Referring to the situation between Canada and its big neighbour, the USA, the late Canadian Prime Minister Pierre Elliott Trudeau stated that "whenever the U.S. Elephant trembles, it shakes the grass on Canadian soil". The same situation applies with respect to Seychelles and the other small Nations of the western Indian Ocean vis-à-vis Madagascar. In fact, the population of the small Nations cannot sleep in total peace until and unless peace and stability is restored on the big island.

Over the years since its independence, Seychelles has made it a point never to interfere in the internal politics of the big island. Having recognised this important factor, President Michel has availed of his position as President of the Commission de L'Océan Indien (COI) to invite the two contenders for Malagasy presidency, Mr Andry Rajoelina of the Transitional Government and former President Marc Ravalomanana for a meeting on Desroches Island with a view to an agreement towards national reconciliation under the aegis of SADC, of which Seychelles is an active member.

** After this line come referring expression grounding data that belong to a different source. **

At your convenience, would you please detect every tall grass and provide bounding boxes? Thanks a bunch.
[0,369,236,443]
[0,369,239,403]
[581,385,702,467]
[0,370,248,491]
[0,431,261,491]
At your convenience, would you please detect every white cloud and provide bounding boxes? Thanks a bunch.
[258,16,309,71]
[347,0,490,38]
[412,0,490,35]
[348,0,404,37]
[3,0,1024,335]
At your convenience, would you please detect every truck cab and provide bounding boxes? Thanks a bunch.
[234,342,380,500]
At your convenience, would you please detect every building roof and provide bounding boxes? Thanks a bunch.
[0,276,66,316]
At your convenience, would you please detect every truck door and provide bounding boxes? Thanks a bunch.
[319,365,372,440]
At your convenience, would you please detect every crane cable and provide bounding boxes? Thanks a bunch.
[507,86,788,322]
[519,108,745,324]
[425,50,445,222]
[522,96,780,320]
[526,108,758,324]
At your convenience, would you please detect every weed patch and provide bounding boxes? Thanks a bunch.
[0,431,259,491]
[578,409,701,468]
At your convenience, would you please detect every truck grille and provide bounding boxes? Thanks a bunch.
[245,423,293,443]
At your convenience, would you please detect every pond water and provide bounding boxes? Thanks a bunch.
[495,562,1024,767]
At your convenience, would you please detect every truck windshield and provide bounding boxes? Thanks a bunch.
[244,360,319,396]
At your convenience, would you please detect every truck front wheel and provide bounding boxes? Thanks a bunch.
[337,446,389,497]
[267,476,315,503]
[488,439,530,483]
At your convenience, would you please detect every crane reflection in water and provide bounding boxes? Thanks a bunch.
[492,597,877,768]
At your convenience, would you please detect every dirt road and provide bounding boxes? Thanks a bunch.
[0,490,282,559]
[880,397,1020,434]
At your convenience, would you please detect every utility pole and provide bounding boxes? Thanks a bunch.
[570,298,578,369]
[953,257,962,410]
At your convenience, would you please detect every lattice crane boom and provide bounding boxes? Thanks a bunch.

This initiative will certainly add another colourful and impressive feather to President Michel's cap whatever be the ultimate outcome of the rendez-vous.

Only last month, President Michel invited Mauritius' Prime Minister Navin Ramgoolam to Seychelles to commemorate the signing of a joint Seychelles-Mauritius Agreement to share the ownership of the Mascarene Plateau instead of fighting over it.

The leaders of Madagascar must be motivated by a sense of  "noble enlightenment" with a view to achieve a necessary fundamental political transformation within their society in the national interest.

Considering recent history, it would appear that thus far those contending for the leadership of the Malagasy Nation, first think of themselves than the political factions they represent - with Madagascar coming in third place. So long as they continue to think in this order of priority, Madagascar will remain divided and her people will dwell in the abyss of more problems, more difficulties and more confrontations.

With bankruptcy on the doorstep and confusion nationwide, the current leaders have no choice but to realise that the time has come to think about Madagascar first and in these circumstances, sincerely and energetically espouse a sustainable policy of national reconciliation.

Shaking hands over such an agreement by the two contending leaders before they leave Desroches Island would be welcomed not only in Madagascar, in the region but also internationally as in today's global village, Madagascar has a vital contribution to make both politically and economically.

Indeed, all those participating in the high-level dialogue on Desroches Island will be historically remembered for the contribution they make towards bringing long awaited peace and stability in Madagascar. I wish them success in their challenging tasks.